HMAS Burdekin (K376) was a that served the Royal Australian Navy (RAN) from 1944 to 1946. She was named for the Burdekin River in Queensland and was one of twelve River-class frigates built for the RAN during World War II.

==Construction==
Burdekin was launched at Walkers Limited, Maryborough on 30 June 1943 and commissioned on 27 June 1944. Her patron was K. Collings, daughter of Senator Joe Collings, Minister for the Interior and Leader of the Government in the Senate.

==Operational history==
===World War II===
Burdekin was posted to New Guinean waters in October 1944. From November 1944 to May 1945, she escorted convoys travelling between New Guinea and the Philippines.
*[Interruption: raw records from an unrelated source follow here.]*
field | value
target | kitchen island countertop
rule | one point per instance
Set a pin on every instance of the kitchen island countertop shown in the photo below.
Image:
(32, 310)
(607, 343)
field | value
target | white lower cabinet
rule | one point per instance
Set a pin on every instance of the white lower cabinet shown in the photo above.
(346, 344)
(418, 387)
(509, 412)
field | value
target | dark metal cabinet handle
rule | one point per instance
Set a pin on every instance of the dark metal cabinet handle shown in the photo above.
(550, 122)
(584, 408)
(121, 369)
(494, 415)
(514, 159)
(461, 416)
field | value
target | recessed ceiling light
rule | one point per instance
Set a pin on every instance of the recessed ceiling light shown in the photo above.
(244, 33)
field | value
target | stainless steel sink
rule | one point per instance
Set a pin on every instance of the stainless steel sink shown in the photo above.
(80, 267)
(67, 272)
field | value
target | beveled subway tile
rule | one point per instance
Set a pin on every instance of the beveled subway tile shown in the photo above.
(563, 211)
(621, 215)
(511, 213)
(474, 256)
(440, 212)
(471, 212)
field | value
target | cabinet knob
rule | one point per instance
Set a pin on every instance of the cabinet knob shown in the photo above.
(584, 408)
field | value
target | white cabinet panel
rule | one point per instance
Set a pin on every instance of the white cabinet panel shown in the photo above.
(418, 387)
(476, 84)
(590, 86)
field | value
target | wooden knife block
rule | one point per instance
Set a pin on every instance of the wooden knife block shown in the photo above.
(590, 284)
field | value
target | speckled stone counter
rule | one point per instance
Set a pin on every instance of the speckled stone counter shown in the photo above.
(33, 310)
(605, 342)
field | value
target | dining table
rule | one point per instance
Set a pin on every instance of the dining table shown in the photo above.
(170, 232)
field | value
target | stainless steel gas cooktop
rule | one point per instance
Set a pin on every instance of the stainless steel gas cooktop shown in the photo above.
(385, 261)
In May 1945, she supported the Australian landing at Tarakan and carried out surveillance operations in the Borneo and Celebes areas.

The frigate was awarded the battle honours "Pacific 1944–45" and "Bornero 1945" for her wartime service.

===Post-war===
After a refit in Sydney, Burdekin operated in the Netherlands East Indies following the end of the war. The Japanese surrender of Dutch Borneo was accepted on board the ship by Major General Milford of the 7th Australian Division, on 8 September 1945 and the ship later participated in occupation duties off Borneo and Macassar.

==Decommissioning and fate==
HMAS Burdekin returned to Australia in January 1946 and was paid off from the RAN and placed in reserve on 18 April 1946.

She was declared for disposal on 9 November 1960 and sold for scrap to the Tolo Mining and Smelting Company of Hong Kong on 21 September 1961.